The Jewish response was odd. The Ben Gurion neighborhood of Acre is not a particularly young community, but there still were armed Jews there; many had taken Yom Kippur leave from the army. Yet, no firearms were fired at the obviously dangerous Arab crowd. Instead, Jews crouched in their homes as they used to do during ghetto pogroms. To all purposes, the Arabs scored a victory.
When the Arab violence subsided, Jews took revenge on isolated Arab homes and businesses in the area. While driving Arab settlers out of the homogeneous Jewish neighborhood might be a decent idea, it had nothing to do with defense or meaningful revenge. The perpetrators, residents of Acre Arab neighborhoods, went unscathed.
Still, it was a shame for government officials to call on both sides to end violence, and to condemn both. In a Jewish state, Jews and Arabs are not equal by definition. Olmert may apologize to Hamas’ Islamic Movement any number of times he wishes, but it is not wrong for Arabs to suffer inequality in the Jewish state. They can enjoy equality in Jordan and Lebanon, if any would be granted. So long as Arabs remain legal residents of this country, they must have personal and property rights; in this and only in this regard are they equal to Jews. But there is no political equality because the state is a Jewish one. Moreover, there is no equal right to violence.
In a Jewish state, Jews can rightly be upset about Arabs swarming their neighborhoods, and may oppose the Arab settlers without major damage to their limb or property. The Arabs have no such right because in our state Jews can settle wherever they wish.
There is no equality of right to violence between Jews who want the land and Arabs who want the land free of Jews.

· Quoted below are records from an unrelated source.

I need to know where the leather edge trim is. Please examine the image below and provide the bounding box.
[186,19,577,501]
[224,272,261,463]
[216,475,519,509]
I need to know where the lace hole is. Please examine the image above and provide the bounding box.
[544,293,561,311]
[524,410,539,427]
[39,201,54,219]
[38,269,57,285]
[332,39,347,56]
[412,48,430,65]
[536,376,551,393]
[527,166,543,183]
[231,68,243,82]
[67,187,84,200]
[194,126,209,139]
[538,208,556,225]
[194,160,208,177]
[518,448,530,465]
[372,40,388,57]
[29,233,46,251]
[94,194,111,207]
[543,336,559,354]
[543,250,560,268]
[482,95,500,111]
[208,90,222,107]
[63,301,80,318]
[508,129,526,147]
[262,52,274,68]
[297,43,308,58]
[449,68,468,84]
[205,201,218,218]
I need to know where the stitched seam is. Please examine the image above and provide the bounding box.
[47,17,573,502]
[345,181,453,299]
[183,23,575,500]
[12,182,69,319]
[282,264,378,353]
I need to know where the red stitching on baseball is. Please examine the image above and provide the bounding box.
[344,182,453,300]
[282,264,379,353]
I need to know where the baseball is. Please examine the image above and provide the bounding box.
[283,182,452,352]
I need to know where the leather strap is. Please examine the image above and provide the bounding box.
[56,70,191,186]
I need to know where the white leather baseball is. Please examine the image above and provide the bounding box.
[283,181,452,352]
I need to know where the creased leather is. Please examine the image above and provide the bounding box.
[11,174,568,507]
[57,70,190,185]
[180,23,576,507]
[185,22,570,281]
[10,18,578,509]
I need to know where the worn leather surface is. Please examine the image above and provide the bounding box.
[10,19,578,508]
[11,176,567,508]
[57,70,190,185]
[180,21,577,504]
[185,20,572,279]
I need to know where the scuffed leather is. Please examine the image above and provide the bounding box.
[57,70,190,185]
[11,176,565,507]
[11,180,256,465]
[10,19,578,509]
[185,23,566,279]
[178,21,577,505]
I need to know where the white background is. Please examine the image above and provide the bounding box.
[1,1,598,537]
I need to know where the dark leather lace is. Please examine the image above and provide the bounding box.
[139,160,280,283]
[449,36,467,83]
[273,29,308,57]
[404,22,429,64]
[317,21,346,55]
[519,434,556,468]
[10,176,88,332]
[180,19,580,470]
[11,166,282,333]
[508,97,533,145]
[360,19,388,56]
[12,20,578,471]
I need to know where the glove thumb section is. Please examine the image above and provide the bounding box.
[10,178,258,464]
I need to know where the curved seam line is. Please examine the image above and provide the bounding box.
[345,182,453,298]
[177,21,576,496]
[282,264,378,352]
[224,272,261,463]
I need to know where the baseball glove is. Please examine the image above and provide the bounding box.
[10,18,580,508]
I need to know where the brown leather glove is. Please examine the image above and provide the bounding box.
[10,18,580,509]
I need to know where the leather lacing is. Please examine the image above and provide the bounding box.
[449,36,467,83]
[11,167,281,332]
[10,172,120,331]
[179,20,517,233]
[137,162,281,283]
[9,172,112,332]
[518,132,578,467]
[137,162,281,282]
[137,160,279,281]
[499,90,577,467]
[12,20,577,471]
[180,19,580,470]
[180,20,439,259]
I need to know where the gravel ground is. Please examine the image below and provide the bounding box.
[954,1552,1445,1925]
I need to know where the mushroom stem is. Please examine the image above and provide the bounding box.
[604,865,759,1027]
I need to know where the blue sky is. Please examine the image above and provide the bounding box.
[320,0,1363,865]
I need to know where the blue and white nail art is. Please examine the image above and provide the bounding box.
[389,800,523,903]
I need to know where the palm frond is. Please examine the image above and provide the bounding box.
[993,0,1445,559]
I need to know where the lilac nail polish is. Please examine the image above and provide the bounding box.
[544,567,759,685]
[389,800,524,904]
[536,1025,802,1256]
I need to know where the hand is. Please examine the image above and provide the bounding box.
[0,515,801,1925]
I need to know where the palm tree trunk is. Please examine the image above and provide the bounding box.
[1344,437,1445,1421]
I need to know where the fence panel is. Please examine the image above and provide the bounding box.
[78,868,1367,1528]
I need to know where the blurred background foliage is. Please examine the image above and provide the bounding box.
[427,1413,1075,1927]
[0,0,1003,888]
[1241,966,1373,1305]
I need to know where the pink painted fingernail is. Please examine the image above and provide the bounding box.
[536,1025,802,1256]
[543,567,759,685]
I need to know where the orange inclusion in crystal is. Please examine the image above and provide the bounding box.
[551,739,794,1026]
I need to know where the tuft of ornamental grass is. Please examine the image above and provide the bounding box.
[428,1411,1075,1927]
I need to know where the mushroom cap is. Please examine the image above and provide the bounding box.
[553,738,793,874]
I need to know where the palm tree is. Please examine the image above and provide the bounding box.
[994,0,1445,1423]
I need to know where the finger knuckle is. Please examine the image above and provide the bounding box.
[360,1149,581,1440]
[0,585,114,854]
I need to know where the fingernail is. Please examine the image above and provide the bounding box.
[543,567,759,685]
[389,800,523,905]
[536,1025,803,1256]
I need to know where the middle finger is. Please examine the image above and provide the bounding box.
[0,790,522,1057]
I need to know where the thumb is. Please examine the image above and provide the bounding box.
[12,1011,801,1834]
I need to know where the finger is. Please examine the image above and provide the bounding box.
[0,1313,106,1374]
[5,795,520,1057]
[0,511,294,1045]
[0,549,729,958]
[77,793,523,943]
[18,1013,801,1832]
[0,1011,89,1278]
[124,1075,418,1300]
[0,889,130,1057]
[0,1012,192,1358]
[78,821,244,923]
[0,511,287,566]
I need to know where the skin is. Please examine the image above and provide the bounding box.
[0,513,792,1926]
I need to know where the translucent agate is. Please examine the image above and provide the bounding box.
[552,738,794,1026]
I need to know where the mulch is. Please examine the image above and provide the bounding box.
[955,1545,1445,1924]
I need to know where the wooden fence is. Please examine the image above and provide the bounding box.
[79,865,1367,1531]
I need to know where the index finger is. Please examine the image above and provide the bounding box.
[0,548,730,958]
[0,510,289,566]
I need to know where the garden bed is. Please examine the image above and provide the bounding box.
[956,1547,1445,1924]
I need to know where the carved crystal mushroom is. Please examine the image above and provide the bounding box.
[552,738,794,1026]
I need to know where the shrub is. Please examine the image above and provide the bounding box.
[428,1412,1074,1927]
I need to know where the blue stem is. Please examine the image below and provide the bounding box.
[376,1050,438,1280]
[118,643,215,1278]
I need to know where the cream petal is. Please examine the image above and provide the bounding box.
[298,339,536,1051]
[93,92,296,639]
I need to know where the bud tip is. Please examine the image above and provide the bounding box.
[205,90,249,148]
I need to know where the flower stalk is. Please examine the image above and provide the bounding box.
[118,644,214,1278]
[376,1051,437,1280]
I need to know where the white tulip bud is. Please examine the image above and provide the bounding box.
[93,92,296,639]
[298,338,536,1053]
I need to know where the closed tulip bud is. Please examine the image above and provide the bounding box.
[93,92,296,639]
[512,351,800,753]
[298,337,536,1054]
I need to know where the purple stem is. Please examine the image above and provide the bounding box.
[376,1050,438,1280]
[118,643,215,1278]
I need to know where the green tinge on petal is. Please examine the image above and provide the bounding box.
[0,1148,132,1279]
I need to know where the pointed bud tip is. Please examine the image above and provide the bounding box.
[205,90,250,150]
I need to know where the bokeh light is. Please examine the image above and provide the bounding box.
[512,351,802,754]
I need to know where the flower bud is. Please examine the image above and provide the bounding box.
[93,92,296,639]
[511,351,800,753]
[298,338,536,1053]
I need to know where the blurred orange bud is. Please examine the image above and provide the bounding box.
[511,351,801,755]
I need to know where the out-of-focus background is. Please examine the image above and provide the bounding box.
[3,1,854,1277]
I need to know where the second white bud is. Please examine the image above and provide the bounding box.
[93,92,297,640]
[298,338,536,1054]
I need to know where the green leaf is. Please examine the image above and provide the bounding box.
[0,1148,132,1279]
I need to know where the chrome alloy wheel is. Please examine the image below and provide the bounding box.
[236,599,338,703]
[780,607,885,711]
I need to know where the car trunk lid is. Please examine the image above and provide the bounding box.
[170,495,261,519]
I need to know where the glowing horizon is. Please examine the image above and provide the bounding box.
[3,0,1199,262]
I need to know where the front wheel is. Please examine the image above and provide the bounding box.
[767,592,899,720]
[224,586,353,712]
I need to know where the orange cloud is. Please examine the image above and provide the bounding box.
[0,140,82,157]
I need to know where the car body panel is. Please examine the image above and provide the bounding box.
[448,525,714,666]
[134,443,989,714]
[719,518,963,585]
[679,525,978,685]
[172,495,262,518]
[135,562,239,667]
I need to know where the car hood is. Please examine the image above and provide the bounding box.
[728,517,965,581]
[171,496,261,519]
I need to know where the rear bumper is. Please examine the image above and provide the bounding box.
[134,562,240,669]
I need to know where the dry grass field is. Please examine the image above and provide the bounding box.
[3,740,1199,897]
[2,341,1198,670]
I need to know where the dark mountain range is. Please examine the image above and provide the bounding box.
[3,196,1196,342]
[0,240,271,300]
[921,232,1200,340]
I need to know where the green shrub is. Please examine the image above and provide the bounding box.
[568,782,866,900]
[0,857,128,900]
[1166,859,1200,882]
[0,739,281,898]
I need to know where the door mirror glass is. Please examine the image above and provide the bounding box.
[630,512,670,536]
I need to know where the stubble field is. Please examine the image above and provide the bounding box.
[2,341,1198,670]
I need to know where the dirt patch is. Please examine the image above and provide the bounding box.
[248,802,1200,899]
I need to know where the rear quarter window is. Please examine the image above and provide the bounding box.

Any confrontation takes place on the background of the major wars and countless pogroms which Arabs have perpetrated against Jews. If Arabs demand rights for the descendants of the 1948 refugees, they will have to recognize liabilities for the descendants of the 1948 perpetrators. The family of every Arab in the state of Israel is traceable to those who killed and maimed Jews. In that war, really a peasant war, Jews lost 2 percent of their population killed and almost 10 percent were wounded; that’s about ten times the US losses in WWII. Palestinian Arabs were killing and mutilating Jews when the state of Israel was not yet even planned, in the mid-nineteenth century. Today’s violence is rooted in the Arab violence of the past hundred fifty years.
Leftists love cutting the roots off. Rootless Jews, bereft of Judaism, became Zionists. The Arab war on Jews, devoid of its roots, became mob violence, for which both sides share the blame. Extirpating the roots is endemic to leftism because it allows for clean experiments. Leftism is about rational planning of such inherently irrational things as economies, societies, or foreign affairs. But how you can account rationally for the centuries of Jewish struggle for survival? How you can build a blank-slate Jewish-Arab society when the slate is really red with Jewish blood spilled by Arabs? Ignore for a moment the staggering immorality of abandoning the dead Jews’ cries for revenge or forgiving the blood which is not our own. Any Jewish-Arab solution which discounts history is doomed—but if we properly account for that history, no solution is possible.
Fools say that past should not determine the future. It does. There is no future but the one built upon the past.
Equality is another name for blindness.